Topic 4.2: Statistical Methods and Machine Learning
Block 4: Data Analysis and Modeling
Learning Objectives (3)
4.2.1 Descriptive Statistics for Dataset Analysis
4.2.2 Importance of Test Datasets
4.2.3 Supervised Learning Algorithms and Model Accuracy
4.2.1 Descriptive Statistics for Dataset Analysis
Descriptive statistics summarize and describe the main characteristics of a dataset. They provide a quick overview of data distribution, central tendency, and variability, forming the foundation for all data analysis.
Key Measures
Measure
What It Tells You
Formula / Concept
Mean
Average value — the center of the data
Sum of all values / Number of values
Median
Middle value when data is sorted; robust to outliers
50th percentile
Mode
Most frequently occurring value
Value with highest frequency
Variance
Average squared deviation from the mean
Σ(xi - x̄)² / (n - 1)
Standard Deviation
Spread of values around the mean (in original units)
√Variance
Exam Tip:
The mean is sensitive to outliers while the median is robust.
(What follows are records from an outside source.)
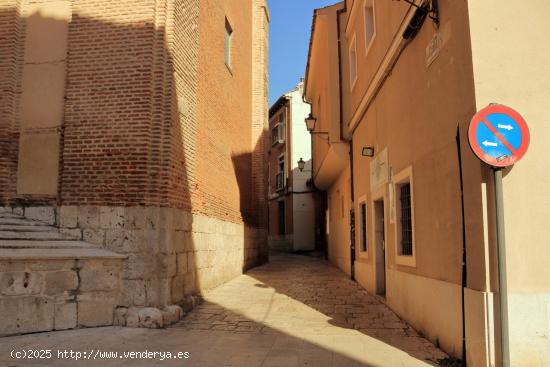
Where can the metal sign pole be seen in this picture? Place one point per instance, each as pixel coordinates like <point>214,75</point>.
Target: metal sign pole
<point>503,286</point>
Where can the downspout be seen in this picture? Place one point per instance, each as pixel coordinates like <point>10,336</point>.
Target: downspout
<point>464,258</point>
<point>350,141</point>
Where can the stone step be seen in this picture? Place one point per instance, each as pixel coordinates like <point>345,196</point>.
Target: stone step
<point>9,215</point>
<point>24,244</point>
<point>35,236</point>
<point>27,228</point>
<point>46,289</point>
<point>16,254</point>
<point>20,222</point>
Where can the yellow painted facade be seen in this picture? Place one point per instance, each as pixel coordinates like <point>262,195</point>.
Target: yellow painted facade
<point>373,84</point>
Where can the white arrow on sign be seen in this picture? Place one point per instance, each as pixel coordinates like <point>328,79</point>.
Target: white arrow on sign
<point>506,127</point>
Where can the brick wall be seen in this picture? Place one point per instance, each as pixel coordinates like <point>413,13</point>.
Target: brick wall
<point>113,128</point>
<point>224,182</point>
<point>11,56</point>
<point>140,127</point>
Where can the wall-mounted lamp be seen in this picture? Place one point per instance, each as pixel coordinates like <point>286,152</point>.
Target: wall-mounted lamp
<point>310,125</point>
<point>367,152</point>
<point>310,122</point>
<point>301,164</point>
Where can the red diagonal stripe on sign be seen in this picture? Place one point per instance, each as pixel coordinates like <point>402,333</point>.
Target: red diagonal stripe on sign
<point>499,136</point>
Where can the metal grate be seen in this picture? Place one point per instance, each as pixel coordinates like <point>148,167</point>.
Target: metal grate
<point>406,219</point>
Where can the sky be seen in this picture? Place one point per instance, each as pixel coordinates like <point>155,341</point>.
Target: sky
<point>289,42</point>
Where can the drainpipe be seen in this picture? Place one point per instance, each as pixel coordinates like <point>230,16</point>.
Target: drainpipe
<point>350,141</point>
<point>464,263</point>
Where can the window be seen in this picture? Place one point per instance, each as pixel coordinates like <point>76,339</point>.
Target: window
<point>404,202</point>
<point>278,130</point>
<point>227,43</point>
<point>370,30</point>
<point>353,62</point>
<point>405,218</point>
<point>363,226</point>
<point>280,178</point>
<point>281,216</point>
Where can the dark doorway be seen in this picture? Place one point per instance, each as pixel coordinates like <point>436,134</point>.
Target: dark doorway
<point>380,243</point>
<point>281,216</point>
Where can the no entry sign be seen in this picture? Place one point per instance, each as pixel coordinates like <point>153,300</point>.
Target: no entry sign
<point>498,135</point>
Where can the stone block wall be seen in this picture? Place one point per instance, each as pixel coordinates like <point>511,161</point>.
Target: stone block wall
<point>171,253</point>
<point>38,295</point>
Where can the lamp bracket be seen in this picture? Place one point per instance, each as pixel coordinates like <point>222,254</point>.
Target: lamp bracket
<point>431,8</point>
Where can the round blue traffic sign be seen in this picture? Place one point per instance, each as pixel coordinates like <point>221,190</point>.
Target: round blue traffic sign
<point>498,135</point>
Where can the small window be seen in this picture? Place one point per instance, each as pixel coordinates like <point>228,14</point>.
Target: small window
<point>280,178</point>
<point>227,43</point>
<point>363,226</point>
<point>405,219</point>
<point>370,30</point>
<point>353,62</point>
<point>281,217</point>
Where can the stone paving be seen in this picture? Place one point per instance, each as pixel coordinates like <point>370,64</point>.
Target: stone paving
<point>294,311</point>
If a dataset is heavily skewed (e.g., income data), the median is a better measure of central tendency.
Using Pandas for Descriptive Statistics
Pandas provides built-in methods that make computing descriptive statistics on DataFrames and Series straightforward.
Key Detail: ddof parameter
By default, Pandas uses ddof=1 (sample standard deviation/variance), while NumPy uses ddof=0 (population). This is a common exam question. You can specify df['col'].std(ddof=0) to match NumPy's default behavior.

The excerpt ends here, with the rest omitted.